Никто, в самом деле, не ожидал, что накануне собственной свадьбы Имоджин схватится работать по хозяйству.
Однако чтобы справиться с невестинской лихорадкой, она не нашла ничего лучше, чем провести день в кладовых и амбарах, проверяя, не нагадили ли мыши в муку, с видимостью смысла переставляла на полках чуланов банки со специями, перекладывала в окованных сундуках белье и одежду, отдушенные луговыми травами.

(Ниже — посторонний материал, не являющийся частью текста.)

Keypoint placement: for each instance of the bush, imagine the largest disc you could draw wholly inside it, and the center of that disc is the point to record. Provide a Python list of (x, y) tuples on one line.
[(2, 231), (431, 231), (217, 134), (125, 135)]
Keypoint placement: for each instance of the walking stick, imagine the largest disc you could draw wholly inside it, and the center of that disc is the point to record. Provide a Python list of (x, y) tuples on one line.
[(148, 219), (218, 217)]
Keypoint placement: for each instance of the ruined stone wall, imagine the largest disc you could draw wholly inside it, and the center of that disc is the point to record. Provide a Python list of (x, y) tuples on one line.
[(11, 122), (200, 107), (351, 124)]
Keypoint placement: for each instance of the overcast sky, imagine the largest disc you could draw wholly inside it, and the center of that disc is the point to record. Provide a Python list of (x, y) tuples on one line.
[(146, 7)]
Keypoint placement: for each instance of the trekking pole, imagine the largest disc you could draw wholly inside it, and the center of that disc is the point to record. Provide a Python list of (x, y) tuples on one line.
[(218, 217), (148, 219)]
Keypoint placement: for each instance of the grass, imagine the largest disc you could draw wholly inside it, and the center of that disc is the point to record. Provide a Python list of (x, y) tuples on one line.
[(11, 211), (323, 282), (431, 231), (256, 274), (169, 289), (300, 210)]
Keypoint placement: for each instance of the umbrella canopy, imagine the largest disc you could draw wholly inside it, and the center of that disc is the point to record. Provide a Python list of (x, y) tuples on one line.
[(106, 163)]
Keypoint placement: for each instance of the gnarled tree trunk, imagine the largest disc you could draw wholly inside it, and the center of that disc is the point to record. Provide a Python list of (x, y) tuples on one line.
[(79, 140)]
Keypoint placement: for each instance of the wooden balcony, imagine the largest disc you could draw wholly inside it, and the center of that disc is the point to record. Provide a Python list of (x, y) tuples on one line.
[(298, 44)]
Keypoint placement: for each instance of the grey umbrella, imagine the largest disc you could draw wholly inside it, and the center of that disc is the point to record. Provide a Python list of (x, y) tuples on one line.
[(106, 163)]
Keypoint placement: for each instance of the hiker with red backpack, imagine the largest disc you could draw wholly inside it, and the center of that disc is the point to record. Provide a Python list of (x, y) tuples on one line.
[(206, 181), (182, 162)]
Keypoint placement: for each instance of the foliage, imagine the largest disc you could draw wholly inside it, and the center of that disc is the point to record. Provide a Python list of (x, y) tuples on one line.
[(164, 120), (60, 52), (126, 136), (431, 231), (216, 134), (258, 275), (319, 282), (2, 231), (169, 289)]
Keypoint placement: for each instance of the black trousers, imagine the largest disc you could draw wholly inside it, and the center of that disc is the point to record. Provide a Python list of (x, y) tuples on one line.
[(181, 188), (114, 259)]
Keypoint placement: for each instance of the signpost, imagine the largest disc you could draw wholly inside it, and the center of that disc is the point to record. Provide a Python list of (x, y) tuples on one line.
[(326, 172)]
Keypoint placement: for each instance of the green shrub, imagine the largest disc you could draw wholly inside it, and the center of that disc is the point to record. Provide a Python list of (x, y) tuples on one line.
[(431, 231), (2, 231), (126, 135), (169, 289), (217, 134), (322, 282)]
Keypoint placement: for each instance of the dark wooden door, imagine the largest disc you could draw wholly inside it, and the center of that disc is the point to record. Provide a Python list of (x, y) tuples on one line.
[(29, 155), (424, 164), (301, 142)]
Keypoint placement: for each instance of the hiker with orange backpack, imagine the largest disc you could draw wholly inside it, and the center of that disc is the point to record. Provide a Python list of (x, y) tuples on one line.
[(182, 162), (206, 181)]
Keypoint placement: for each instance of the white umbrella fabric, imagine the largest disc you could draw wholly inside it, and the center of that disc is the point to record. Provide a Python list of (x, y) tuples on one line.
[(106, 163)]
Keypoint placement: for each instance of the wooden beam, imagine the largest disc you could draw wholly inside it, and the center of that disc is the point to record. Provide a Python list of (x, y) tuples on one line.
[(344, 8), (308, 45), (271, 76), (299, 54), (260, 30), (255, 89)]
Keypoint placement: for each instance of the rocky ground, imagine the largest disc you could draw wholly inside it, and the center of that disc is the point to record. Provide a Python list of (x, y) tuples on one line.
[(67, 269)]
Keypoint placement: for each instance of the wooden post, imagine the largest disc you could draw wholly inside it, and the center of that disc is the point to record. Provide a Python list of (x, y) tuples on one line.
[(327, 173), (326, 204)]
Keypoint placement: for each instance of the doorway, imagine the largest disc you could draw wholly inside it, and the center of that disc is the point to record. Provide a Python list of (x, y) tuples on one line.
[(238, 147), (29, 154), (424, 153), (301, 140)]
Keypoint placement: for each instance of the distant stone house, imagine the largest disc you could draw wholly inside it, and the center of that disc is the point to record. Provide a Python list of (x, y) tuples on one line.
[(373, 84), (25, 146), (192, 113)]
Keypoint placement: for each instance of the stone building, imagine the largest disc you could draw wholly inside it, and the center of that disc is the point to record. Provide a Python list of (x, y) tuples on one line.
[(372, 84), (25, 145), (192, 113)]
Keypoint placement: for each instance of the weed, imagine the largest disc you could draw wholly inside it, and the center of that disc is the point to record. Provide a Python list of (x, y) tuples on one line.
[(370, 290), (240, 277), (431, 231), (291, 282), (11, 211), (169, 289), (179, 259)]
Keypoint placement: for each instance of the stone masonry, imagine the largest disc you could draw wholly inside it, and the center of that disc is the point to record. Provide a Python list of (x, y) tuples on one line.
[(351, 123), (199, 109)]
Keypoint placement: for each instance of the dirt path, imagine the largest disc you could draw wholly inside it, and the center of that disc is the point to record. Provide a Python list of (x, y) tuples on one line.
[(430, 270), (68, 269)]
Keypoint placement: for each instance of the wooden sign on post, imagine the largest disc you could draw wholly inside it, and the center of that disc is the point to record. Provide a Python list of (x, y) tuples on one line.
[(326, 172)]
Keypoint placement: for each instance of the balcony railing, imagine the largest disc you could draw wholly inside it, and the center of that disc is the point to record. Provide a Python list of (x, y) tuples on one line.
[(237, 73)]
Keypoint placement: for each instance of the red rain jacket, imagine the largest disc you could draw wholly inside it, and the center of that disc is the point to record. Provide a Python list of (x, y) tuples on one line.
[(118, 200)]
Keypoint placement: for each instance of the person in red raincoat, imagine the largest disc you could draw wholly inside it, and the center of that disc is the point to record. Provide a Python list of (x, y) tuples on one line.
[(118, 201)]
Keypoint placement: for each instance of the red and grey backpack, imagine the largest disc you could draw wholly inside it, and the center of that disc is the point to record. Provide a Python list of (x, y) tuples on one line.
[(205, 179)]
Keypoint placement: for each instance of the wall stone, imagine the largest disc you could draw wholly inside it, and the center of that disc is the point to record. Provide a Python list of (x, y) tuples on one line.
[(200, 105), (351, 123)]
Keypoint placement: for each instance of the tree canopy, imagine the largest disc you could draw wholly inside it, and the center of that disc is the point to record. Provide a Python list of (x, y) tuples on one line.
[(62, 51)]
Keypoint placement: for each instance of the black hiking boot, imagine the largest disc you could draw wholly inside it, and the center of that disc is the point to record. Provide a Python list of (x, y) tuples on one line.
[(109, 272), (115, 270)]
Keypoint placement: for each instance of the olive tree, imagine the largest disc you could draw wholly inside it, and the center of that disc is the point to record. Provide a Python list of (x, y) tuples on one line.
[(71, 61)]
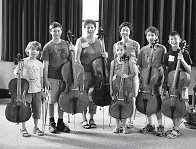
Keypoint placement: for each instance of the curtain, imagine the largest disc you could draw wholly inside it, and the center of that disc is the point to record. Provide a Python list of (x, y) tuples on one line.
[(166, 15), (27, 20)]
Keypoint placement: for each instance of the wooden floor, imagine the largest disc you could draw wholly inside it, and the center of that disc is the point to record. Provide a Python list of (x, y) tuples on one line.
[(98, 138)]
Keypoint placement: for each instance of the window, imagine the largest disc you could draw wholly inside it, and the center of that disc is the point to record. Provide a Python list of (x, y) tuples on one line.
[(90, 11)]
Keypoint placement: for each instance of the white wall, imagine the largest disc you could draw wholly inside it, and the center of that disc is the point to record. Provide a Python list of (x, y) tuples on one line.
[(6, 73), (0, 27)]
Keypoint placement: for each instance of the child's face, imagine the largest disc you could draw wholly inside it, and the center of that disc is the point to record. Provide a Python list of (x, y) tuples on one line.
[(33, 52), (174, 40), (151, 37), (56, 32), (120, 50), (125, 32), (90, 29)]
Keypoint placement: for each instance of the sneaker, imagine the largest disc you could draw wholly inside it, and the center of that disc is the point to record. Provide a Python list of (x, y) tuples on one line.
[(148, 128), (160, 131), (62, 127), (130, 124), (52, 127)]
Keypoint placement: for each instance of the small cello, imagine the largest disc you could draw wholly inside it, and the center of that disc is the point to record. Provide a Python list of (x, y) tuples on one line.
[(74, 99), (174, 106), (101, 93), (121, 107), (146, 101), (17, 109)]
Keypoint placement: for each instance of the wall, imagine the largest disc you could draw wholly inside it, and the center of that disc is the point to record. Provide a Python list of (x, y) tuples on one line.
[(7, 68), (6, 73)]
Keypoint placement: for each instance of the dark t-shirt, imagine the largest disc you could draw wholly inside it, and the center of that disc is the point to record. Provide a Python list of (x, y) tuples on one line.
[(90, 51), (57, 55), (170, 59)]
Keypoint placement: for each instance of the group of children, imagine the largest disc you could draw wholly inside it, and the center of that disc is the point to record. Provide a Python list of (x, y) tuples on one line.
[(56, 52), (156, 56)]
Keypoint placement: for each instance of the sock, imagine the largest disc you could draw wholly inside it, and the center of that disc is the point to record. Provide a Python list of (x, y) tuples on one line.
[(60, 120), (51, 119)]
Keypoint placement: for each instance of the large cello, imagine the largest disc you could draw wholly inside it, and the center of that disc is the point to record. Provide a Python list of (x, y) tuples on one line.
[(173, 106), (121, 107), (74, 99), (101, 92), (146, 101), (17, 109)]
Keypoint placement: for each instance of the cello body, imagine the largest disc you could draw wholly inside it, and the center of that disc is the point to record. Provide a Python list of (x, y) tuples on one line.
[(17, 110), (122, 107), (74, 99), (173, 106), (148, 100)]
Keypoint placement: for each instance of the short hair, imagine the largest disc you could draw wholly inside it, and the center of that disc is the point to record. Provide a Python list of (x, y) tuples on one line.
[(152, 29), (89, 21), (128, 25), (122, 44), (33, 44), (174, 33), (54, 24)]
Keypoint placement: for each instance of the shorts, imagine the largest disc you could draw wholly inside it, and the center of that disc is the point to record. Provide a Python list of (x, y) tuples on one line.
[(57, 87), (34, 99), (88, 83), (185, 93), (136, 84)]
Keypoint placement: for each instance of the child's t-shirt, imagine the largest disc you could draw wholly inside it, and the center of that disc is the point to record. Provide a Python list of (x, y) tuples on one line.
[(170, 59), (147, 54), (32, 72), (57, 55)]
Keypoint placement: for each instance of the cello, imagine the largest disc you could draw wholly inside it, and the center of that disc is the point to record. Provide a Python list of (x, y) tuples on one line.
[(173, 106), (74, 99), (121, 107), (101, 93), (17, 109), (146, 101)]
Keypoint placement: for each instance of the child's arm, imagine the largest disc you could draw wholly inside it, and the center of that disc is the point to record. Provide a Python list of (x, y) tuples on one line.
[(78, 49), (111, 76), (184, 63), (45, 74), (16, 71)]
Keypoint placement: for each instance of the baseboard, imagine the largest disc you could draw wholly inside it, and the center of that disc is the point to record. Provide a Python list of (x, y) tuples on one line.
[(4, 93)]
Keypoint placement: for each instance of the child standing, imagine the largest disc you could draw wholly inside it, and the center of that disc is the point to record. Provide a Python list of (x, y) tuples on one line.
[(152, 54), (32, 71), (115, 71), (132, 50), (170, 62), (55, 54)]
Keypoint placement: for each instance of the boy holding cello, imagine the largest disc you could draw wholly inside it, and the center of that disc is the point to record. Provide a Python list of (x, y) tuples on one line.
[(172, 57), (151, 58), (32, 71), (119, 69), (55, 54)]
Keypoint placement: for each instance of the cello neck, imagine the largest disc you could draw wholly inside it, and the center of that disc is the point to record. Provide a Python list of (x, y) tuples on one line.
[(19, 94), (175, 76), (125, 66)]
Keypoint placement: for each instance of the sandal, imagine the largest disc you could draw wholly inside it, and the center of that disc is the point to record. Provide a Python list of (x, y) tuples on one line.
[(85, 124), (38, 132), (24, 133), (126, 131), (173, 134), (92, 123), (130, 124)]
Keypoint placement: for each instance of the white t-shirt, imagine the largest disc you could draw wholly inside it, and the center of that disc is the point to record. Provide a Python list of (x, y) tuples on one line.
[(32, 72)]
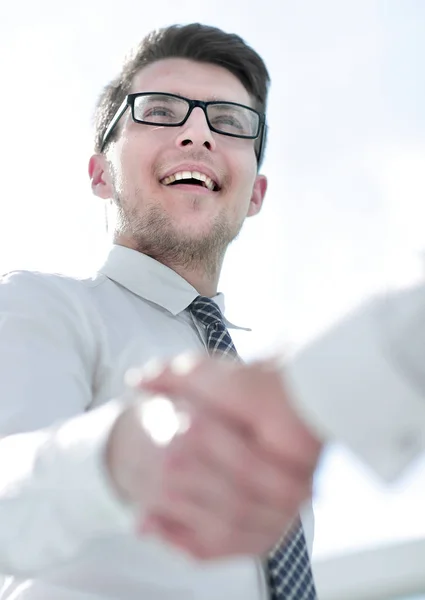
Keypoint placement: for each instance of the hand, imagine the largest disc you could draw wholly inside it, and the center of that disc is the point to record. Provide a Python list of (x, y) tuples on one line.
[(234, 482)]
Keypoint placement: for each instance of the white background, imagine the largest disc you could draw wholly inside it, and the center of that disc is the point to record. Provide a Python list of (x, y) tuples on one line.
[(345, 211)]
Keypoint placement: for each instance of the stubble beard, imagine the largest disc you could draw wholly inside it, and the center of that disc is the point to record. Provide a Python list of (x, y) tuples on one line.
[(155, 235)]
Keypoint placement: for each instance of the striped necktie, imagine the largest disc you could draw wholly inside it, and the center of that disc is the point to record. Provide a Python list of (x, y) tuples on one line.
[(288, 564)]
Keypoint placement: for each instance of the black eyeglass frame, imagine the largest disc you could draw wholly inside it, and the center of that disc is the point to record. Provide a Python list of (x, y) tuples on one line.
[(130, 100)]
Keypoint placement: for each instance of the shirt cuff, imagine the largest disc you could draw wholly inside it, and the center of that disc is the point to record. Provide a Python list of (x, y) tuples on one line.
[(345, 387), (80, 447)]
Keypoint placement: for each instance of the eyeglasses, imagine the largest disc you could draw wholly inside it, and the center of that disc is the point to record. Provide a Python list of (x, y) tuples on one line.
[(169, 110)]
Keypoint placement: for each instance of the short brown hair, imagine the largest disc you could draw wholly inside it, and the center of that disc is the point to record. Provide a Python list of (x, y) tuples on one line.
[(196, 42)]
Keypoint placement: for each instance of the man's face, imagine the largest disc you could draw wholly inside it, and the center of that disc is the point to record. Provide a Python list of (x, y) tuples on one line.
[(135, 174)]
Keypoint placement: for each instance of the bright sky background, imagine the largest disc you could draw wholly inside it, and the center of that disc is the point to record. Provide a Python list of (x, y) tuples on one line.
[(345, 210)]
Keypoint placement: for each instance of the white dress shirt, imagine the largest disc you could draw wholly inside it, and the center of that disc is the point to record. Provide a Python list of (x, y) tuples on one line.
[(65, 345), (363, 382)]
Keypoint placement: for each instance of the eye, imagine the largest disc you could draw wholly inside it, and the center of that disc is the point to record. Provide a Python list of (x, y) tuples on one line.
[(158, 111), (228, 120)]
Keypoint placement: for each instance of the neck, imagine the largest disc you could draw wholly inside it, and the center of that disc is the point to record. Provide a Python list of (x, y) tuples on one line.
[(204, 280), (202, 272)]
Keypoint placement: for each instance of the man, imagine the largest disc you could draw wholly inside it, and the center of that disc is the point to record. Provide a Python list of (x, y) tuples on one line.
[(362, 382), (179, 140)]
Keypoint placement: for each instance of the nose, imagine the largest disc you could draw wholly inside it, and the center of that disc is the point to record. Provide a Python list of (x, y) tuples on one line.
[(195, 133)]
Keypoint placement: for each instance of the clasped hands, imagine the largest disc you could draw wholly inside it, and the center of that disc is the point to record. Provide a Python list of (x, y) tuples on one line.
[(234, 480)]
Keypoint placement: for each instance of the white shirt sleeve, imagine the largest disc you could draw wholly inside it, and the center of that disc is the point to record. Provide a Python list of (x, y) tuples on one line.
[(54, 492), (363, 382)]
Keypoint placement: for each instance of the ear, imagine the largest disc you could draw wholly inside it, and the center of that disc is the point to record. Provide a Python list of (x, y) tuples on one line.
[(99, 172), (258, 193)]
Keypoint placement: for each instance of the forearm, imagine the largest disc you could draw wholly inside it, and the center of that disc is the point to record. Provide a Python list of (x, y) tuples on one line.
[(363, 382), (55, 493)]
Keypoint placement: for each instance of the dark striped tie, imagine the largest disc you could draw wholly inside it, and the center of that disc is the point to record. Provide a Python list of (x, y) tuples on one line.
[(288, 564)]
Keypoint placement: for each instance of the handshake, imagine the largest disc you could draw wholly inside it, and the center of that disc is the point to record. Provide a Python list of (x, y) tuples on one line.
[(233, 477)]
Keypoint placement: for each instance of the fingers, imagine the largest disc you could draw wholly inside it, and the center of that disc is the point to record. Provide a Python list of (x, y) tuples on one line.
[(217, 498), (251, 397)]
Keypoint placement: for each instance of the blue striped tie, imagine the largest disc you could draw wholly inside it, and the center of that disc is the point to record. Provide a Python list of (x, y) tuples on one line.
[(288, 564)]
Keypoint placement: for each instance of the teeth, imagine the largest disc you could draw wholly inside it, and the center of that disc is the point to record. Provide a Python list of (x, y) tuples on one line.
[(208, 182)]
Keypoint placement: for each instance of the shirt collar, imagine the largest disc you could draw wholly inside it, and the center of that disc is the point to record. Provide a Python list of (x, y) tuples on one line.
[(153, 281)]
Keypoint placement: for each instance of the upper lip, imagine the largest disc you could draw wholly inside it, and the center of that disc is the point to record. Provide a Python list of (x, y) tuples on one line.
[(193, 167)]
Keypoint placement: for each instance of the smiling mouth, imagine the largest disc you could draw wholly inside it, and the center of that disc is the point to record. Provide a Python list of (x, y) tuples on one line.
[(194, 178)]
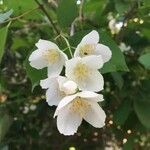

Лелеяла собственные нерешительность и трусость, пока горничные сбивались с ног, готовя ей на завтра расшитое выходное платье.
И когда день приблизился к своему завершению, позолотев и приготовившись обратиться в фиалковый вечер, оказалось, что спряталась она вполне удачно.
Заминка вышла только одна: чтобы вернуться в девичий терем, следовало миновать двор, где оба принца в окружении неизменной горластой ватаги своими средствами сражались с собственным предсвадебным мандражом. Привычным мужским способом, отчасти в глубине души презираемым Имоджин. Обнаженные по пояс, они опять схватились на мечах.
Кто-то из молодых дружинников топтался и кружил подле, попарно, занятый тем же самым, но в большинстве своем народ за долгий летний день пыл уже поутратил и утомился, ожидая, покуда им разрешат разойтись и приступить к празднованию завтрашних событий. Добрый человек, как известно, за неделю пьян. Похоже, силы оставались только у этих двоих. Судя по себе, Имоджин рискнула предположить, что это играет в их жилах предсвадебный кошмар. Возгласы зрителей подсказали, что на бойцов сделаны ставки, но, как бы там ни было, она собиралась проскользнуть мимо незамеченной.
Ей это почти удалось.
Звон, удар, звук падения, чуть слышное сквозь зубы поминание черта… Единогласный разочарованный вздох: видно, большая половина зрителей рассталась со своими денежками.
— Имодж, постой!
Ну, не бежать же в самом деле. Ойхо, подняв с земли меч, а с бревен-скамеек — тунику, и вытираясь ею на ходу, спешил к ней. Проиграл, кольнула мысль. Из-за нее. Отвлекся. Она знала Олойхора с детства. Проиграть даже ради нее… этим можно пренебречь, но не заметить этого нельзя. Ким в стороне, не глядя на обоих, вытирался и одевался. Все остальные бесстыдно глазели. Лакомый кусок, услышала она. Девка в самом соку. В лучшей поре.
— Ну, — спросила она, — чего?
Сделала шаг назад, чтобы оказаться вне сферы его волнующего запаха, и уперлась спиной в бревенчатую стену. Словно не заметив, а может — не поняв, Олойхор надвинулся вновь.